The main components of the TRE-FX stack are as follows:

  • The Submission Layer
  • The TRE Controller (Hutch interacts with this)
  • The Workflow Executor (Hutch fulfills this module)
  • An Intermediary Store (Hutch interacts with this)

Additionally, depending on how (or if!) you implement other areas of the stack, and what your needs are regarding "airgapped" environments, you may require your own:

  • Container registry
  • Workflow repository

The Submission Layer​

The submission layer is an interoperable part of the stack which can accept requests from various federated activity providers in the form of an RO-Crate. It sits just outside the TRE/SDE, still only allowing outbound requests for activities to be run. External services cannot directly put jobs into the TRE/SDE to be run.

The submission layer aims to reduce or prevent "vendor lock-in" whereby you enable federated activities only with researchers with access to one specific product. This increases the reach of your data in the research community.

The TRE Controller​

The TRE Controller sits inside the TRE/SDE to verify and approve incoming jobs and facilitate the approval of data egress within existing TRE workflows. It is the only module within the stack that is allowed outside communication (specifically with the Submission Layer) from inside the TRE.
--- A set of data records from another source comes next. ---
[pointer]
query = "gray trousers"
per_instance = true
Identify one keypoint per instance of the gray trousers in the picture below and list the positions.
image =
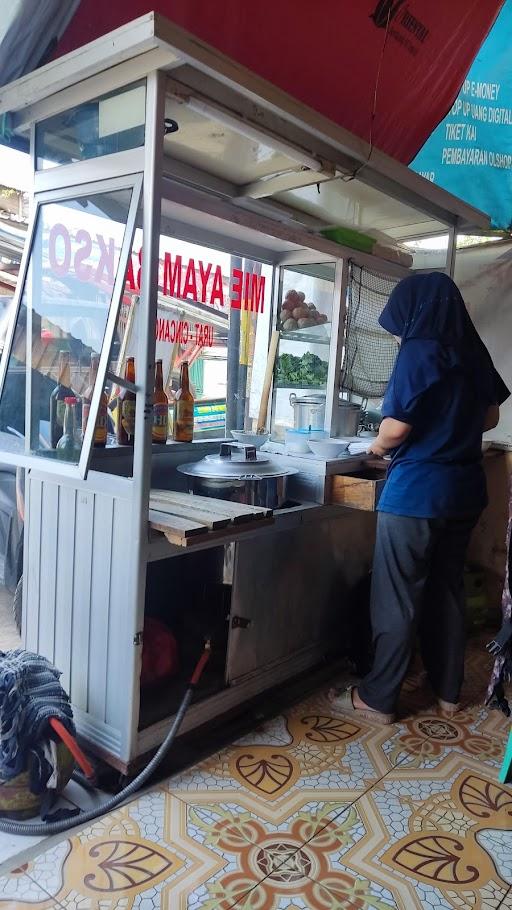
(417, 586)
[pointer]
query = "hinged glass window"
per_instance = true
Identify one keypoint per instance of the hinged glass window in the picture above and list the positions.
(65, 320)
(113, 123)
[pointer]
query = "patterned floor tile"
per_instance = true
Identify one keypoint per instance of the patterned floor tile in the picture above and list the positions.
(141, 856)
(430, 841)
(18, 890)
(289, 891)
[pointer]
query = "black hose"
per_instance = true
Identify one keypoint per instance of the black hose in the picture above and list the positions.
(43, 829)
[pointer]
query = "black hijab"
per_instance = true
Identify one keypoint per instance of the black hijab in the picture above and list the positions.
(428, 311)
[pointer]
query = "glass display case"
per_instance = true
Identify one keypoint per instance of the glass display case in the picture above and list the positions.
(305, 307)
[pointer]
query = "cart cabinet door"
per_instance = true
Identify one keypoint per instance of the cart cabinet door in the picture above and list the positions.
(64, 312)
(285, 598)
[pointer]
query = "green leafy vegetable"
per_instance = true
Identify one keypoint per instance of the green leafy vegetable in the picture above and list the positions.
(308, 371)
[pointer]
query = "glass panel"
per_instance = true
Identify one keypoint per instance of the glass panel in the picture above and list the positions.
(198, 320)
(113, 123)
(62, 320)
(306, 296)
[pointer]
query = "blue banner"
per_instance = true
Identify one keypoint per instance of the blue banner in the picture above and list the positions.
(470, 152)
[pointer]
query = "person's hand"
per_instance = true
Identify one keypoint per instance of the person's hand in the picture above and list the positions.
(377, 449)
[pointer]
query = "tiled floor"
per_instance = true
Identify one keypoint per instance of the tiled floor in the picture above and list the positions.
(312, 811)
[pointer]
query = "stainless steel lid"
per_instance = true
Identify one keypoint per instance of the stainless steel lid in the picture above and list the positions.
(236, 461)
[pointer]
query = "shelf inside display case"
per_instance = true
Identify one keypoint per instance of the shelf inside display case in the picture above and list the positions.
(316, 335)
(304, 353)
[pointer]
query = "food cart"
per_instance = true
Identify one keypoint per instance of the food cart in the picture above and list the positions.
(178, 200)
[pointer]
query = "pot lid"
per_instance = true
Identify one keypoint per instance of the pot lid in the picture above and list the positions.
(238, 461)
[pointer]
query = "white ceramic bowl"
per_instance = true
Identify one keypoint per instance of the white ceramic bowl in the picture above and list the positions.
(250, 439)
(328, 448)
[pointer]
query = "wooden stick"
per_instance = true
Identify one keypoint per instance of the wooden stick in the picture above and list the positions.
(219, 506)
(196, 514)
(267, 382)
(181, 526)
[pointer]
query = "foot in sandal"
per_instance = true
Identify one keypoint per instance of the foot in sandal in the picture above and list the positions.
(348, 702)
(448, 709)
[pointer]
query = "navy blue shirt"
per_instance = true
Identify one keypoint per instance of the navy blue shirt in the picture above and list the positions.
(437, 472)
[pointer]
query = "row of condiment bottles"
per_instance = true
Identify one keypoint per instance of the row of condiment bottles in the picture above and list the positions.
(64, 403)
(182, 406)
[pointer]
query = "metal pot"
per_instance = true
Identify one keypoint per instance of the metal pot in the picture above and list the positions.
(308, 411)
(239, 473)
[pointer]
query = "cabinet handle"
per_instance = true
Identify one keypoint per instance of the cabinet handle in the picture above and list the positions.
(240, 622)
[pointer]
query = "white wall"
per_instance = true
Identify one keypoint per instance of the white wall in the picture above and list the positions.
(484, 276)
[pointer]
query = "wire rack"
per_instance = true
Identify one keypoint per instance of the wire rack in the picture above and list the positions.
(370, 352)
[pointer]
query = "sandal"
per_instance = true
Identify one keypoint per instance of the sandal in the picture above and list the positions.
(342, 701)
(448, 709)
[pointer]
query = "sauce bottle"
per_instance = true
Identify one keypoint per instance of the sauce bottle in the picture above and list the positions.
(126, 408)
(58, 399)
(69, 446)
(100, 430)
(160, 408)
(183, 427)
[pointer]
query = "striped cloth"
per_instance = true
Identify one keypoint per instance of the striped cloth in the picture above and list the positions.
(30, 694)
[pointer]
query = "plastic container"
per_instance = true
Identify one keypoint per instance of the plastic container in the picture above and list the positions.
(328, 448)
(297, 441)
(348, 237)
(252, 439)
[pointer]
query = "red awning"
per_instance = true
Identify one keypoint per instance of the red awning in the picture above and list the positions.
(337, 57)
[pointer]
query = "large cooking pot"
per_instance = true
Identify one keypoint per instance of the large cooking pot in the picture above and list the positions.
(241, 474)
(308, 411)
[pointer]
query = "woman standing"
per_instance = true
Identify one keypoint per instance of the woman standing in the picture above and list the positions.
(443, 394)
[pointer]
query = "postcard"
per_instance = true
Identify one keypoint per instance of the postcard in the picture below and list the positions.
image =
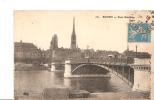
(83, 54)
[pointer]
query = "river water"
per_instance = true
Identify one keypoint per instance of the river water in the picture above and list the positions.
(36, 81)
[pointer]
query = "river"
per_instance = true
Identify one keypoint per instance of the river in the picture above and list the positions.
(36, 81)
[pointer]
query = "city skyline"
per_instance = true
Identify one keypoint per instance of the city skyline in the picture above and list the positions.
(97, 33)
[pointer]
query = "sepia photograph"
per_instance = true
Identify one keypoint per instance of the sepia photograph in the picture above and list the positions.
(82, 54)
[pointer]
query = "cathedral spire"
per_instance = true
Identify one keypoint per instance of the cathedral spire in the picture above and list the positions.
(73, 37)
(74, 25)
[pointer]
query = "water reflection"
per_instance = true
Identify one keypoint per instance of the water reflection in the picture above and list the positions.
(38, 80)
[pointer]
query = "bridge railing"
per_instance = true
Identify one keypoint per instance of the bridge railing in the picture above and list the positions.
(104, 60)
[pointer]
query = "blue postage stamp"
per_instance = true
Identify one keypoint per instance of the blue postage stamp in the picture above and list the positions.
(139, 32)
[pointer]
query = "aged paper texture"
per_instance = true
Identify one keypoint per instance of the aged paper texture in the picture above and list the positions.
(83, 55)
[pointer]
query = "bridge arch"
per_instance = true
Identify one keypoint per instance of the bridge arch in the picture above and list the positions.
(99, 68)
(106, 68)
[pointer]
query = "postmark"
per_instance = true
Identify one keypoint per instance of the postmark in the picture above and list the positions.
(139, 32)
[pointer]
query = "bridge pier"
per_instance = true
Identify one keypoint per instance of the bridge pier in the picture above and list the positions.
(141, 75)
(68, 69)
(53, 67)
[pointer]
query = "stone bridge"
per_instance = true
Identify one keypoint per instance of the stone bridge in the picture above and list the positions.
(136, 73)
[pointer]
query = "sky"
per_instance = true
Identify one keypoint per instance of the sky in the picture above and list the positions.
(92, 29)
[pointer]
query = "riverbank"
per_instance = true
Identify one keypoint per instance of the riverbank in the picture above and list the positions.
(98, 96)
(28, 67)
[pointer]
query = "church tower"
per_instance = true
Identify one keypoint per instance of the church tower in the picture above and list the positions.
(54, 42)
(73, 37)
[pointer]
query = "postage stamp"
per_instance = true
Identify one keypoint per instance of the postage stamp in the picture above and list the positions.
(139, 32)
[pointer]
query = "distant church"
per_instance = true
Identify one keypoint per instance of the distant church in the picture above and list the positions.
(60, 54)
(54, 41)
(73, 37)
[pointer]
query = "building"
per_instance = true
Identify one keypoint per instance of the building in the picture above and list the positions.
(54, 42)
(73, 37)
(26, 52)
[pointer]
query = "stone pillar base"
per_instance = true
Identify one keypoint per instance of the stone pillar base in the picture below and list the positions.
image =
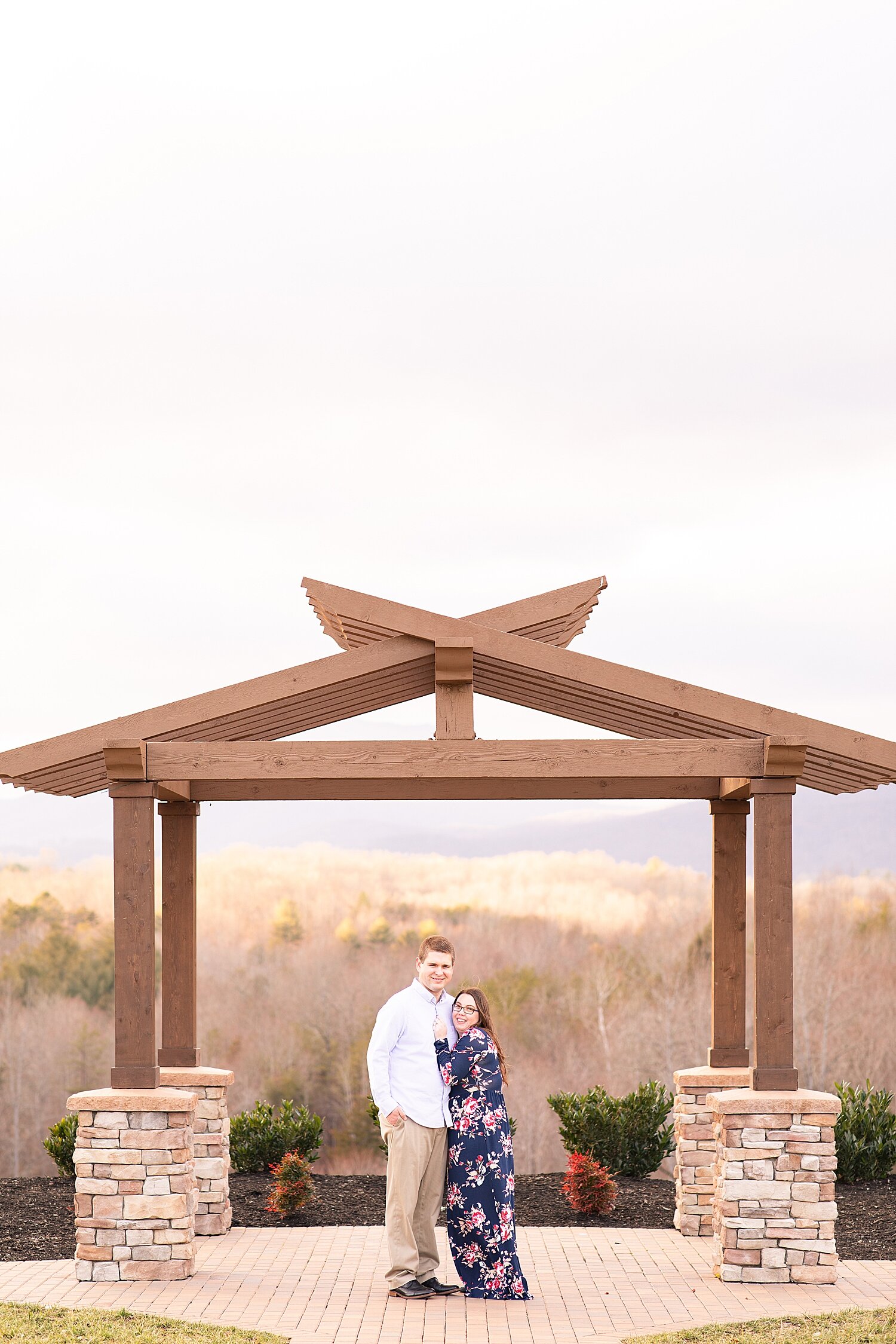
(695, 1144)
(775, 1170)
(135, 1184)
(211, 1143)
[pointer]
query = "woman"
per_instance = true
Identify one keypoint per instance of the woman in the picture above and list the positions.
(480, 1178)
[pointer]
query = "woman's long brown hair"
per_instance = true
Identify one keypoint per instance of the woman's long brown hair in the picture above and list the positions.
(485, 1022)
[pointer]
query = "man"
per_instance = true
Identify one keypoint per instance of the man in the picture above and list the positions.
(413, 1103)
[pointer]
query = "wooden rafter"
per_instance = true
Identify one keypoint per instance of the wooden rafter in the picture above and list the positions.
(554, 617)
(449, 769)
(517, 656)
(625, 699)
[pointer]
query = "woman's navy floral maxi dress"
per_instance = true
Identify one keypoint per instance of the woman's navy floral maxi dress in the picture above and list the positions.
(480, 1178)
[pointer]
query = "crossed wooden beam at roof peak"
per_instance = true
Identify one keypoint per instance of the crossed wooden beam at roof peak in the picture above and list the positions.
(397, 654)
(358, 619)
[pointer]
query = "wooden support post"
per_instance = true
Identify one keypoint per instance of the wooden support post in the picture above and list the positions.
(729, 1021)
(455, 688)
(135, 897)
(179, 1049)
(773, 937)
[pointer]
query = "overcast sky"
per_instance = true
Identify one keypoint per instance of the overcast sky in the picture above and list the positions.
(452, 305)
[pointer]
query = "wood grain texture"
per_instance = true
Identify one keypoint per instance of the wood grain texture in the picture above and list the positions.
(507, 666)
(455, 710)
(481, 760)
(125, 760)
(680, 698)
(410, 789)
(774, 944)
(135, 932)
(729, 1010)
(179, 1048)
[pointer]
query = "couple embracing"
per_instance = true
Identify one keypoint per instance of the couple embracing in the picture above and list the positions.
(435, 1071)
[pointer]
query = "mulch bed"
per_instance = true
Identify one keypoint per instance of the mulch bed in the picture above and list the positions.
(36, 1213)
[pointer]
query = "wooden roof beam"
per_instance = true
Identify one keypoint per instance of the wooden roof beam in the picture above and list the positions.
(455, 760)
(554, 617)
(499, 650)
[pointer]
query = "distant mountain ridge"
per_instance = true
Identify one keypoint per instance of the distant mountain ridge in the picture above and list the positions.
(846, 834)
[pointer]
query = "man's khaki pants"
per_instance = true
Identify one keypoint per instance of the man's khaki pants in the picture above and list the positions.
(414, 1187)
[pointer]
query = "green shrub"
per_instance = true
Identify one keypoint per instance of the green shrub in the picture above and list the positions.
(293, 1186)
(261, 1137)
(61, 1144)
(866, 1134)
(627, 1135)
(374, 1112)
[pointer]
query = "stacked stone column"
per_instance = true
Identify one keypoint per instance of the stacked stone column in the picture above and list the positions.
(775, 1196)
(696, 1146)
(135, 1184)
(211, 1143)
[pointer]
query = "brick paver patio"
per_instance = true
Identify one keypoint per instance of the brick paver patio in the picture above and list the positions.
(324, 1285)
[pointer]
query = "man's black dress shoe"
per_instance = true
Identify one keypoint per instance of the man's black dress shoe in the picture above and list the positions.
(413, 1289)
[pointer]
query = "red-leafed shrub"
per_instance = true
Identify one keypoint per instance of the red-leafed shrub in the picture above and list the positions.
(587, 1186)
(293, 1186)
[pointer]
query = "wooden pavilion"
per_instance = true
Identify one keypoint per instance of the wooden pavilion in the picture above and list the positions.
(683, 742)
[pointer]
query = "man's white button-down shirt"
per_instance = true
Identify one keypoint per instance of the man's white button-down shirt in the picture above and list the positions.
(401, 1060)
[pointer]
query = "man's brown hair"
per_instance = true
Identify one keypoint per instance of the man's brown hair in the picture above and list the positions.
(435, 942)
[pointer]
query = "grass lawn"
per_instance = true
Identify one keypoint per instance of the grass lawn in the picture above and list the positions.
(840, 1328)
(22, 1321)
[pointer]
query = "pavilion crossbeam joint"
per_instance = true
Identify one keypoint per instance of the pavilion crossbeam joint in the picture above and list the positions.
(125, 760)
(785, 754)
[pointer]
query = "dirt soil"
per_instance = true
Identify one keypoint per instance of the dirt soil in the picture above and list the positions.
(36, 1214)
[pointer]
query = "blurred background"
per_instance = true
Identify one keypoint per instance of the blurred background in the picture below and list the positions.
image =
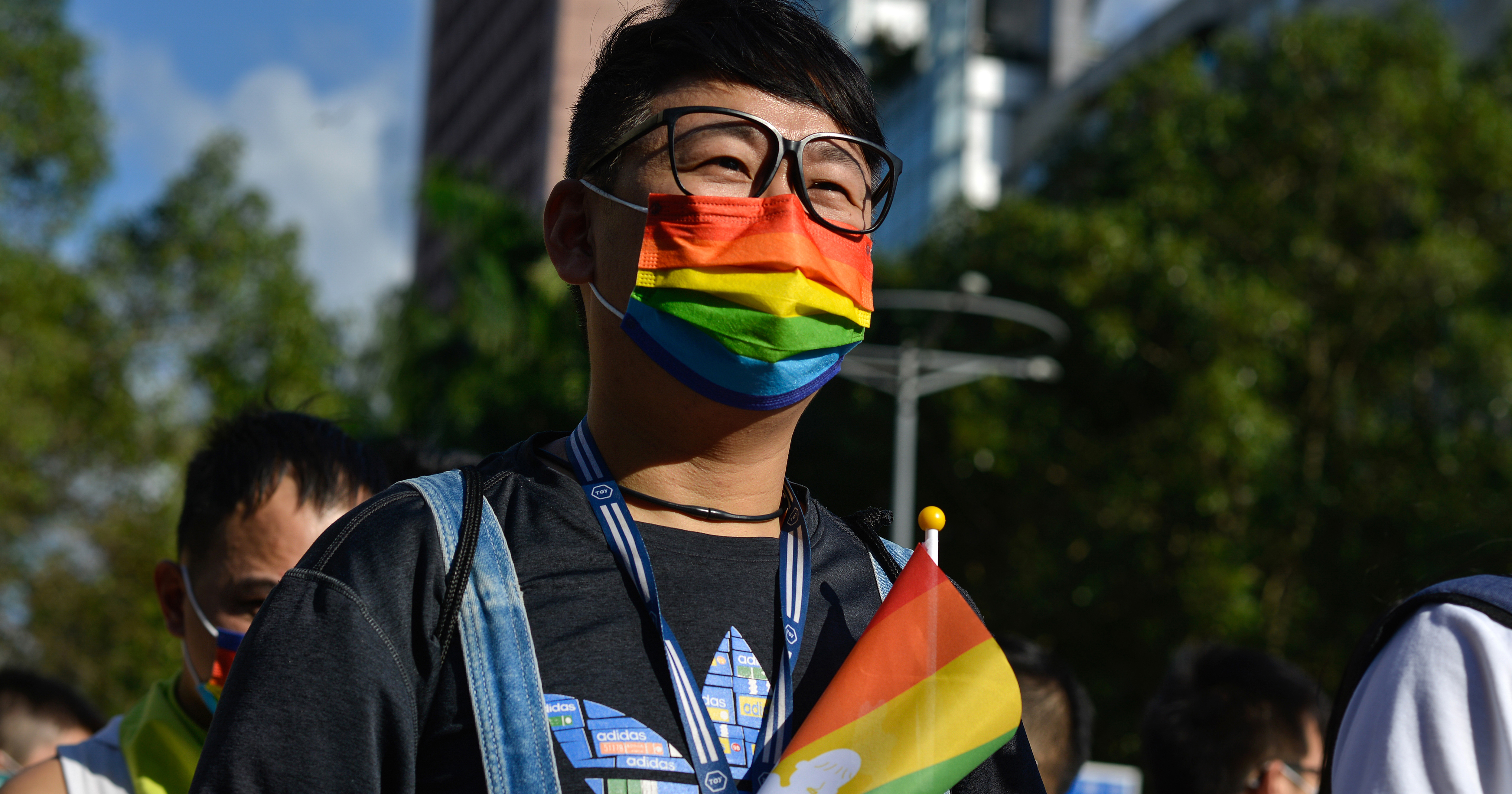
(1280, 234)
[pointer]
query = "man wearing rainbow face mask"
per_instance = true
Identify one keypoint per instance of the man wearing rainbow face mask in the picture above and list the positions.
(643, 604)
(265, 486)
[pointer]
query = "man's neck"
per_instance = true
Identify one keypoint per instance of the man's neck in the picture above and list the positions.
(667, 442)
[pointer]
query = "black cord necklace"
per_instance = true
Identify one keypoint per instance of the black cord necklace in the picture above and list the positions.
(689, 510)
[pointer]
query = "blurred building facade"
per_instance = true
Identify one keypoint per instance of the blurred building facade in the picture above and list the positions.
(974, 91)
(501, 84)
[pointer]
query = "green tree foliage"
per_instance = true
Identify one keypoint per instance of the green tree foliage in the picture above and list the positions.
(495, 355)
(51, 147)
(1286, 261)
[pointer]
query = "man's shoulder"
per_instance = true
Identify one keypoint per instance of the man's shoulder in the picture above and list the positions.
(41, 778)
(400, 522)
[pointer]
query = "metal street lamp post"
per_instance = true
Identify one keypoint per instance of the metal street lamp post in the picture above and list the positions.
(911, 373)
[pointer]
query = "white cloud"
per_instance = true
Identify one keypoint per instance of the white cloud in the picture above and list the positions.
(1116, 20)
(339, 164)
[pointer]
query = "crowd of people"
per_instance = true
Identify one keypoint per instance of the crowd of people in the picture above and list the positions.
(472, 630)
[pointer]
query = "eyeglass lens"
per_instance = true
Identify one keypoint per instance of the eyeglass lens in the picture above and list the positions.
(731, 156)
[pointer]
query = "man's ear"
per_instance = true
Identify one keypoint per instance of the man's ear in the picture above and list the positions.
(569, 232)
(170, 586)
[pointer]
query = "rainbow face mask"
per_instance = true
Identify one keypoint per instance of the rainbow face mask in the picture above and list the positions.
(748, 302)
(226, 645)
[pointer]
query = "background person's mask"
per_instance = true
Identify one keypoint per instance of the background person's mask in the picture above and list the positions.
(746, 300)
(226, 645)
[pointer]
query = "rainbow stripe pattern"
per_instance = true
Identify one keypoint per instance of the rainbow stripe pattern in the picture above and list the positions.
(746, 302)
(921, 701)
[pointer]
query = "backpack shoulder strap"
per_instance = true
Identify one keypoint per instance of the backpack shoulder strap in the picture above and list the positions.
(1490, 595)
(887, 557)
(462, 562)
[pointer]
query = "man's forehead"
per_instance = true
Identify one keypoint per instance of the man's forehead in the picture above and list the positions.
(794, 120)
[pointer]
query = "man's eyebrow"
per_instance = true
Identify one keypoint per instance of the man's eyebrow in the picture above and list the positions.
(835, 153)
(250, 583)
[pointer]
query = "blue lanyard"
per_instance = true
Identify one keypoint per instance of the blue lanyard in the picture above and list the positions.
(630, 551)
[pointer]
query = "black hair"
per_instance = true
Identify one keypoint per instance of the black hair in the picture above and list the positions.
(1059, 707)
(46, 707)
(775, 46)
(247, 457)
(1224, 711)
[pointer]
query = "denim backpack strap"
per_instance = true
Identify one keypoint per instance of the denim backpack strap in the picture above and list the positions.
(887, 557)
(495, 639)
(897, 556)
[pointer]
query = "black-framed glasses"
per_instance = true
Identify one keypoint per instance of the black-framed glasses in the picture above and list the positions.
(846, 184)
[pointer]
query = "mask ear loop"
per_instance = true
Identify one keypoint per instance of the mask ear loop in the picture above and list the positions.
(196, 603)
(184, 645)
(611, 197)
(596, 294)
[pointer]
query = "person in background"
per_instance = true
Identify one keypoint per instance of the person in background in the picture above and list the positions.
(645, 601)
(1231, 720)
(265, 486)
(37, 714)
(1057, 713)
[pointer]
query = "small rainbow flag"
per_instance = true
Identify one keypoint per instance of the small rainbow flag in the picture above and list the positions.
(226, 645)
(772, 303)
(921, 701)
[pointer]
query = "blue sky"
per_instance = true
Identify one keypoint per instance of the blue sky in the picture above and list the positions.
(327, 96)
(329, 99)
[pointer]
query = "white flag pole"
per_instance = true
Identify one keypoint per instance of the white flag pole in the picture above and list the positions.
(932, 521)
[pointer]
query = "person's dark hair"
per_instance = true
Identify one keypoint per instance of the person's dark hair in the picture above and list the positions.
(775, 46)
(35, 708)
(247, 457)
(1057, 711)
(1224, 711)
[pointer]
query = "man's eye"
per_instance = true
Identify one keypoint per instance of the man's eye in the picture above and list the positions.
(729, 164)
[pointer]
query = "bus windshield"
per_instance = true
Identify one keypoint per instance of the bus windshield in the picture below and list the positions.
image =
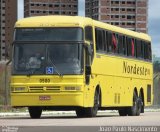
(49, 34)
(38, 59)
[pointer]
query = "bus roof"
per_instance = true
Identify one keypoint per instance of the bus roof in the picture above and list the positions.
(74, 21)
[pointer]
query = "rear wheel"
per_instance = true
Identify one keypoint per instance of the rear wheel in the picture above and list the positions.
(35, 112)
(91, 111)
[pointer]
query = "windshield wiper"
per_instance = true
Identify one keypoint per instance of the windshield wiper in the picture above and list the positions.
(51, 61)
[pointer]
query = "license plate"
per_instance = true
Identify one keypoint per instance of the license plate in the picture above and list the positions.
(44, 97)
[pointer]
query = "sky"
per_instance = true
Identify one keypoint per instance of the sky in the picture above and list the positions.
(153, 21)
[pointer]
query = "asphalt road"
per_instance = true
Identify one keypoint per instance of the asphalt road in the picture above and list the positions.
(57, 122)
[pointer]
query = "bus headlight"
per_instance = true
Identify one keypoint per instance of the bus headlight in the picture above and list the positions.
(76, 88)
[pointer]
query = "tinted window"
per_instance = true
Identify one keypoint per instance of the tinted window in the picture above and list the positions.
(88, 33)
(49, 34)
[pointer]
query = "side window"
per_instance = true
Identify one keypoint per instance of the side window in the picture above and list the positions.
(149, 51)
(89, 33)
(133, 47)
(146, 51)
(139, 49)
(129, 46)
(109, 41)
(114, 42)
(124, 45)
(100, 40)
(120, 45)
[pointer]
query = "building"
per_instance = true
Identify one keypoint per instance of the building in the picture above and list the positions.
(8, 17)
(130, 14)
(50, 7)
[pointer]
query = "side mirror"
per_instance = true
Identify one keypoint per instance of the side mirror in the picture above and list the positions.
(88, 70)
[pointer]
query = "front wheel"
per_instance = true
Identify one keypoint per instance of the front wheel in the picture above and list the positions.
(135, 109)
(35, 112)
(92, 111)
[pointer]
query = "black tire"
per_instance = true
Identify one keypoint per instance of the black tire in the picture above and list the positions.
(123, 112)
(132, 111)
(92, 111)
(81, 112)
(35, 112)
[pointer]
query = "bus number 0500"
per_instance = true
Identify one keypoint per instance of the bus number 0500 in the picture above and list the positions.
(44, 80)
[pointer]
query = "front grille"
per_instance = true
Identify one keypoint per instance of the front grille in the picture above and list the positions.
(44, 89)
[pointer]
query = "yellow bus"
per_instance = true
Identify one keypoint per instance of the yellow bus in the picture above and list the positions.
(76, 63)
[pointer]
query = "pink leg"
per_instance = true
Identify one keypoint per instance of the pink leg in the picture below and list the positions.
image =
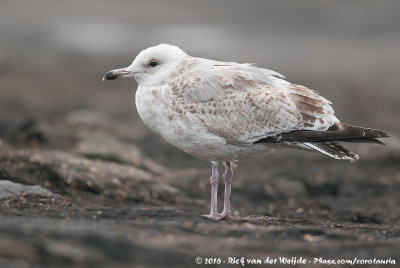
(226, 213)
(214, 191)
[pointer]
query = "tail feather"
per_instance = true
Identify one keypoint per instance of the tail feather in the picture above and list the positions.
(325, 141)
(337, 132)
(333, 149)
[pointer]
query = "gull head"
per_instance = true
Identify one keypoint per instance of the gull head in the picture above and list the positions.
(151, 66)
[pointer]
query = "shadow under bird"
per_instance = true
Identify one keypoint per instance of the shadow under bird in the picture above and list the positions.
(226, 111)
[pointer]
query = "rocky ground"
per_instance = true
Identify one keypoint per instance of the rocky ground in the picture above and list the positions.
(76, 192)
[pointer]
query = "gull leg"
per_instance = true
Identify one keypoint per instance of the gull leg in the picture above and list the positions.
(214, 191)
(226, 213)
The Workflow Executor (e.g. Hutch)​

The Workflow Executor runs workflow jobs passed to it from the TRE Controller. The RO-Crate in the request is unpacked and, in the case of Hutch, executed using WfExS. Upon completion of the job, outputs are placed in the Intermediary Store and the TRE Controller is notified that they are ready to be inspected for data egress approval. If approved, the results are merged back into the original RO-Crate and returned to the Intermediary Store ready for egress.

The Intermediary Store​

This store serves as a place to put the crates for job requests, outputs of executions, and final results crates. Essentially any transfer between the TRE Controller and the Workflow Executor (Hutch) can be performed via this store.

Hutch Implementation Specifics​

Hutch implements the Workflow Executor part of the stack, and interacts with the TRE Controller and Intermediary Store, as well as optional peripheral components.

Hutch itself is a .NET application, running ASP.NET Core to allow it to provide a REST API for certain interactions.

Accepting jobs​

Hutch expects a TRE Controller to POST jobs to a jobs endpoint over HTTPS.

Hutch will verify that incoming jobs meet the TRE-FX 5 Safes RO-Crate Profile in the expected state, and if valid will execute the requested workflow.

Hutch depends on a local RabbitMQ instance for managing its own jobs queue.

Executing jobs​

Hutch is capable of executing workflows contained within the crate, fetching workflows from a public source such as WorkflowHub, or (as per TRE-FX requirements to support airgapped environments) fetching only approved workflows from an HTTP source within the airgapped environment. Workflows are expected to be in a Workflow Profile RO-Crate.

Hutch executes CWL or Nextflow workflows using WfExS. WfExS is an open source python application that supports CWL and Nextflow workflows, and supports running those workflows in Containers via a number of different container engines such as docker and podman.

Hutch typically uses WfExS with podman due to its better support for airgapped environments. Podman supports fetching Container Images (such as those for tools used by workflows) from local registries inside an airgapped environment.

Hutch's documentation uses Sonatype Nexus to fill the role of a local airgapped worflow store and container registry, but these can be fulfilled by other tools as desired.

Status and Results​

Hutch interacts with the TRE Controller's REST API to provide status updates.

Hutch provides workflow outputs to the TRE Controller via REST API / the Intermediary Store, to enable disclosure checking to approve outputs for egress.

Hutch today can use the AWS S3 API (e.g. with a MinIO server) as an Intermediary Store.